The needles don’t seem to me to be as fast to knit with as Addis – probably because they are nickle-plated rather than chrome-plated. But that’s OK with me. I don’t always want a really fast needle. And the points are so much better!

Anyway… School is starting, fall is here, and I’ve made a few autumnal knitting resolutions:

  • I will finish the Victoria Socks. I’m half-way up the ankles, I need to get them done.
  • I will make a pair of long-promised socks for #1 Son before the weather gets too cold.
  • I will make the two pairs of socks I need for Christmas presents, and they will be done on time for giving.
  • I will finish Clapotis #2 by the end of the year.
  • I will finish the Pacific Northwest Shawl by the end of the year.

Those last two projects were UFOs at the end of last year, and I don’t want them to suffer the same fate at the end of this year.

Are there projects in your bag that have languished for ages? Let’s make an “off the sticks in 2006” pact together and cheer each other on!


First, thank you to everyone for the nice compliments on the Swallowtail Shawl! I really appreciate all comments here!

Kristie asks about the Swallowtail Shawl:

How in the world did you find time to knit this in a week?

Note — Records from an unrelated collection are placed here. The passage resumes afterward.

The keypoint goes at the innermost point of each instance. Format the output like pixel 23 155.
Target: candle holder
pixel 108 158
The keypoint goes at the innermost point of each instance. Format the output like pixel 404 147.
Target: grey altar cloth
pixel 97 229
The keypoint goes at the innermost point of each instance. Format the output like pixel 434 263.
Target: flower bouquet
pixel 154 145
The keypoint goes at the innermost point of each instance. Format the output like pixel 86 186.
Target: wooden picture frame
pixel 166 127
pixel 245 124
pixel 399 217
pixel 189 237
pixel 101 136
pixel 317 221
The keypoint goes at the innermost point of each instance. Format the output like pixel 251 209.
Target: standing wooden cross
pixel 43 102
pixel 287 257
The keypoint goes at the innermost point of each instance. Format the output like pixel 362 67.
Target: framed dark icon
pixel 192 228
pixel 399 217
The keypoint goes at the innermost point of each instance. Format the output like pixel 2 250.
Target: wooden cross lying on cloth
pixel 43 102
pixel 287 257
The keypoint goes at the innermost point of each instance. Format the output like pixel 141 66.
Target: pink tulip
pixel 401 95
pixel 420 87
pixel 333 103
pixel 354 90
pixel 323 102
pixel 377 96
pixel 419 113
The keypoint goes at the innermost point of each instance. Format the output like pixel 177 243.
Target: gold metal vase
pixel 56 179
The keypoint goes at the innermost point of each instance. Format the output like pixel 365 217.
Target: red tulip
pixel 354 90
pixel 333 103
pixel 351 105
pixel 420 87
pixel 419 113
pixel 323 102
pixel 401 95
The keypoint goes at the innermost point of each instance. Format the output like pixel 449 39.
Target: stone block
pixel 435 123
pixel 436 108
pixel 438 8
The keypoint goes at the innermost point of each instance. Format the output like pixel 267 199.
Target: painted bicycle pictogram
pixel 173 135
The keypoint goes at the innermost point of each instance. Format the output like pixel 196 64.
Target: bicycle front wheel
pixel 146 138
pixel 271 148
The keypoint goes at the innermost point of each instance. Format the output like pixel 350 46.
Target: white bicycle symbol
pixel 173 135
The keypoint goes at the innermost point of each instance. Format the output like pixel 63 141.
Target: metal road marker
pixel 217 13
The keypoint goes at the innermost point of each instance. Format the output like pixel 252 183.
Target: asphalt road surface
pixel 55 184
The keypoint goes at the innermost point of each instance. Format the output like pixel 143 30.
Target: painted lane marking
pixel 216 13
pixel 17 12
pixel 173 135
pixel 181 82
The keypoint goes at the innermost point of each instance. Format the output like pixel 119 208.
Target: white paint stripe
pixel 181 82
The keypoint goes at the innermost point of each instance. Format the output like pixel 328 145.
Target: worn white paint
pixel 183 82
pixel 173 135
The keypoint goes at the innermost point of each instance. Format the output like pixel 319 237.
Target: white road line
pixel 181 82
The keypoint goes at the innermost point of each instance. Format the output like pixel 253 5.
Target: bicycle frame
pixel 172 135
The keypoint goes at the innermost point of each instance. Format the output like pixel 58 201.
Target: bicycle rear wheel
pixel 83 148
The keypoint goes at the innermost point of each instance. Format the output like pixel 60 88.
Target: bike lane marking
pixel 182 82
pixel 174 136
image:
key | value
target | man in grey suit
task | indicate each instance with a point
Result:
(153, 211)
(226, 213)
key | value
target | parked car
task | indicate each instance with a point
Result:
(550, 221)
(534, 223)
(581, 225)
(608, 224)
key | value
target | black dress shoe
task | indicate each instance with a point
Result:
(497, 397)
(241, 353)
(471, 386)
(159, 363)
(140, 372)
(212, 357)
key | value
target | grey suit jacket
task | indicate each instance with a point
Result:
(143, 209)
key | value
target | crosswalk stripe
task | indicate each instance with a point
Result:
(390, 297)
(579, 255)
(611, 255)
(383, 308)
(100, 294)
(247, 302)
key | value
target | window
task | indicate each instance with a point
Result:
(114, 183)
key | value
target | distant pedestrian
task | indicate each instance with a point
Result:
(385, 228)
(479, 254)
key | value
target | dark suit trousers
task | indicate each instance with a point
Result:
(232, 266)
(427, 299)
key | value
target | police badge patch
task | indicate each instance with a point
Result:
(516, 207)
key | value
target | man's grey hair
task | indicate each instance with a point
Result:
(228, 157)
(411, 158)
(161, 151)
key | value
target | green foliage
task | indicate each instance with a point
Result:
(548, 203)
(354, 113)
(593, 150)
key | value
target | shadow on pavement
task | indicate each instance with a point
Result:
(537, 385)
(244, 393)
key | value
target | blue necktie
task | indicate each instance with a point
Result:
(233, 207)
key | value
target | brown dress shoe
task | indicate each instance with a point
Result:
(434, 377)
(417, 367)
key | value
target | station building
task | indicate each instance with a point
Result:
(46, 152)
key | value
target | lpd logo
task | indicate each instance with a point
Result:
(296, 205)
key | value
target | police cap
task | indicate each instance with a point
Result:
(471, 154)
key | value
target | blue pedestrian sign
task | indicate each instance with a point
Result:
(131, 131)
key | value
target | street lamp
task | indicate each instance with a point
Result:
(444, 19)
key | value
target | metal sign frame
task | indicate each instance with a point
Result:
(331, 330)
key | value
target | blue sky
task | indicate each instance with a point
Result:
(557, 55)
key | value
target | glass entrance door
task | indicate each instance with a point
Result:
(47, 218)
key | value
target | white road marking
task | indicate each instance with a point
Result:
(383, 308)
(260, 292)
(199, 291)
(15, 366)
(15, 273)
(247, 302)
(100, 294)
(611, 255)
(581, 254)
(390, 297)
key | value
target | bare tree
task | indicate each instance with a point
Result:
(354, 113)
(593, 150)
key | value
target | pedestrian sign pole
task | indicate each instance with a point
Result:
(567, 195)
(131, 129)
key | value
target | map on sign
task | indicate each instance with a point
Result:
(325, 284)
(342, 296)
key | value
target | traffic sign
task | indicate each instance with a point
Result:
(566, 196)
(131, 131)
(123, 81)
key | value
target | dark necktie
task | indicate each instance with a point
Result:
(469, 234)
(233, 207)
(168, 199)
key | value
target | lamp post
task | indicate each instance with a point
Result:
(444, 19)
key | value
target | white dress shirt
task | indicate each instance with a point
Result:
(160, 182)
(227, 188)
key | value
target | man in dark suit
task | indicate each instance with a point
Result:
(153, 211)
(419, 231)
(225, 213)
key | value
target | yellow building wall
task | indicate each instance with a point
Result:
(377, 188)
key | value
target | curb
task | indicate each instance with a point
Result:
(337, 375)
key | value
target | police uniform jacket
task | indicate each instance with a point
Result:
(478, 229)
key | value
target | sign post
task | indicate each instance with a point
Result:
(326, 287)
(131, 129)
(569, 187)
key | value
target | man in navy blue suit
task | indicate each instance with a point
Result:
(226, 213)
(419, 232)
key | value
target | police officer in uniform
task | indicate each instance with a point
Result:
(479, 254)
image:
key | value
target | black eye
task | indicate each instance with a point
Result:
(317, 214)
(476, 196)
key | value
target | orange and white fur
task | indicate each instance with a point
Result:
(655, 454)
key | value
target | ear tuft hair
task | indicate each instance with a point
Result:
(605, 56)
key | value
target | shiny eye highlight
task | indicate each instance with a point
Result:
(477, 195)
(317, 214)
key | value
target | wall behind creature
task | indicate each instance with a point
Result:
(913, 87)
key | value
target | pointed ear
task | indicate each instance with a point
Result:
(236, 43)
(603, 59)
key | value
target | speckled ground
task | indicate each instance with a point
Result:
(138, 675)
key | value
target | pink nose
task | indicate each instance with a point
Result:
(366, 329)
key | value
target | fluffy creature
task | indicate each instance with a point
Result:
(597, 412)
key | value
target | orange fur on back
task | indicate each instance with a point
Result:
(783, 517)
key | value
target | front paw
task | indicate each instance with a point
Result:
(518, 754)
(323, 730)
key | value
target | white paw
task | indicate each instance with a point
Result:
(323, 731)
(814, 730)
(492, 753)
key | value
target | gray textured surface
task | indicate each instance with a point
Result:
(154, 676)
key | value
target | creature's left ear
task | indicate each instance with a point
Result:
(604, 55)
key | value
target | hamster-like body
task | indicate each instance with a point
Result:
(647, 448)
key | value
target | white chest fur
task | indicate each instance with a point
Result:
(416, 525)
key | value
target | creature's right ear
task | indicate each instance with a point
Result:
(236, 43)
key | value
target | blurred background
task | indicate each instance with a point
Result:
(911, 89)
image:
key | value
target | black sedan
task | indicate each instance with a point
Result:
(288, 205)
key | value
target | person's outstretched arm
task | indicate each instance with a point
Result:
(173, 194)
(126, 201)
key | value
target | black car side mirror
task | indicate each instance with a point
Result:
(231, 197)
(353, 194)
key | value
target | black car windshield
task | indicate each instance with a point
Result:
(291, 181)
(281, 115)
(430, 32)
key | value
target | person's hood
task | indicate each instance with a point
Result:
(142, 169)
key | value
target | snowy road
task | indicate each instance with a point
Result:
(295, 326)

Kristie, I truly did nothing else that week but knit obsessively on that shawl. Work was not so crazy, and I had some evening knitting time. And I knit until the wee hours of the morning because I was having so much fun. And then the sleep deprivation caught up with me…

Monika writes:

Did you really only use one skein of Sea Silk? I’ve purchased two and am still thinking of what to do with it. I also read on another blog, that the swallowtail pattern is not the best to knit. Was is easy for you. Would you recommend it to a lace knitting newbie, like myself?

I really used just one skein of Sea Silk, and I had some left over. But this pattern, while called a “shawl” is really more of a large kerchief in size. I had enough yarn left over that if I knit this pattern again, and chances are good I will, I would probably go up a needle size. But I knit fairly tightly. I read on a blog (don’t remember which one, sorry) that the knitter went down a needle size on the edging because she was running out of yarn. Like everything, your mileage may vary.

Was it easy? I thought it was a fairly straightforward lace pattern. Most of the shawl is the same pattern repeated over and over, so it’s easy to memorize, and the edging is the same pattern repeated twice. The only tricky part is a P5tog. I was knitting with blunt Lantern Moon needles — lovely needles, but way too blunt for lace. I just could not get the needle through 5 stitches. So I slipped two, purled 3, and passed the two slipped stitches over. The result is visually the same. But I was glad to be through that part of the chart.

The pattern stitches include a YO, a K2tog, a SSK, and this thingy I forget the abbreviation they used where you slip 2, K1, pass the two slipped stitches over. If you can do all of those stitches and like a challenge, I would say go for it! (I’m an adventurous knitter.) If it turns out that you’re not having fun with it, then you can always rip it out and start something else. No harm, no foul.

Run a lifeline periodically.

Another pattern you might consider, since you have two skeins — Wendy has made available her Fir Cone Wrap pattern that is made with two skeins of Seasilk. I haven’t knit this pattern, but the lace looks very straight forward and the results are really nice.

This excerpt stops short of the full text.